Anonymous wrote:
Anonymous wrote:
Anonymous wrote:We had the same situation (competitive public). I spent some time supervising closely to gauge the type and amount of work, and then I talked to the teachers.
I explained that we do not believe that a nine year old needs a nine-hour work day. I explained that we had reached a state of emergency, that my bright, curious, motivated daughter was completely demoralized. I learned that the teachers did *not* coordinate workload and that in many cases they were unaware of the burden. I asked them which work they felt was most crucial and explained that I would prioritize her homework every night. I explained that I would not have her repeat work when she had already shown mastery and that where homework was being used as a study aid, we might substitute some other method.
I explained politely but firmly that I did not give a hot flying fuck about the homework portion of her grade that year, and that I did not care about lowering her GPA due to homework issues. I did ask to be notified only if they saw her struggling with classwork, and checked in with them periodically.
I explained to her that as long as she paid attention in class, took her important projects seriously and did reasonably well on tests, we would keep her homework load as low as possible for the remainder of the year. The relief on her face was incredible.
I was a hardass about not dawdling and getting the prioritized homework done, so that she didn't miss the benefit of the new regime. Within a week, she had her life back. Her test grades steadily improved. Our weekday family life was fun again. She had real time to read and relax and have a life.
The next year was better, and the year after that we found a school that was more reasonable about homework so as not to fight this ridiculous battle every year.

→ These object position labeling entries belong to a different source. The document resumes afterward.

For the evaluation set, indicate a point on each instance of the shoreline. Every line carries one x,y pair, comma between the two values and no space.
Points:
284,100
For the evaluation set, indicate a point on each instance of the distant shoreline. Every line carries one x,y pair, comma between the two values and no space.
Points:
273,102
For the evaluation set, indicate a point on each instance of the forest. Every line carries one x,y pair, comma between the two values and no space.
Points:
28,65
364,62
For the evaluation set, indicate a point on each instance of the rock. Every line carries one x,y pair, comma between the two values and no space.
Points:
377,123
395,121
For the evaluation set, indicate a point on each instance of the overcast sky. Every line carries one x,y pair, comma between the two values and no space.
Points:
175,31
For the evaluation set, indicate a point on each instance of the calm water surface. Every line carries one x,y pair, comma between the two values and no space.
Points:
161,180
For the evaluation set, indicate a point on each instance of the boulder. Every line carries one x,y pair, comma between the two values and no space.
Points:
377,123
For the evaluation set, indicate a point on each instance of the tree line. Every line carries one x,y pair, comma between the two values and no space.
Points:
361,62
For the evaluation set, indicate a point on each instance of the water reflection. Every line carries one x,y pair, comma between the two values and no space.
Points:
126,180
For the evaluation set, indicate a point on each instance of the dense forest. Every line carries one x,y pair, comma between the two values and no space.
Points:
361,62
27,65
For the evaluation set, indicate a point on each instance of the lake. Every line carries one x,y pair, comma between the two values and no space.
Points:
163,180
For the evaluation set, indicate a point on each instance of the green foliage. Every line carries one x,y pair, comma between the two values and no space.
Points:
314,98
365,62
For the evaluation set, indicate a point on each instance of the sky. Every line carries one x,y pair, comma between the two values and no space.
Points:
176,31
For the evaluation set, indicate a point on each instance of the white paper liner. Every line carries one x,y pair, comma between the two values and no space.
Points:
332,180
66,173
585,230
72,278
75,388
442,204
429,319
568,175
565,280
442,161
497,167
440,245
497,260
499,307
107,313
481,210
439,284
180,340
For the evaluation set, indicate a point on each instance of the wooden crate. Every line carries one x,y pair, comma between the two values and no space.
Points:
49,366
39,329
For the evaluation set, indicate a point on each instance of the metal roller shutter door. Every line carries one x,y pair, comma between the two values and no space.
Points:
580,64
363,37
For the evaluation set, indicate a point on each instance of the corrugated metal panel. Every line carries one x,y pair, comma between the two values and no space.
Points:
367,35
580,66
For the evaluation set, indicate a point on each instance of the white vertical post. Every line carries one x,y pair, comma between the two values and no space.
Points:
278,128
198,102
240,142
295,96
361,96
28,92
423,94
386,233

For elementary and middle schoolers, homework is theft. It's a destroyer of childhood. Don't be afraid to stand firm and insist that busywork not steal a moment of your child's free time. That is the only way this changes.
You sound crazy, fyi. Destroyer of childhood?
Your child is going to have an extremely tough time when they get to college. Or are you planning on having this same conversation with her professors lol
You aren't 9 years old in college. You are also sitting in a classroom fewer hours. Even with 18 credit hours you would be in the physical classroom fewer hours than my ES child who is physically at school with her time accounted for from 8-3:30. There is certainly value in kids learning how to work independently outside of the classroom, but there is also value in giving kids time to get physical energy out, play with peers, have family time, leisure read, sleep, and be creative. 3 hours of worksheets don't foster any of those things. I have no complaints about my DC's homework load in grade 3, but we were drawn to a school because they had a very clear philosophy on how much homework was ok, what the research showed on homework at different ages, when to expect it to scale up and how much, etc.
The GT center my friend's DC is at has routinely been sending over 3+ hours of homework for an 8 year old. Most of it is worksheet based, not project or self-directed learning. The poor kid gets off the bus at 4:30 and basically has time for homework and dinner before bedtime. It's sucking the life out of him.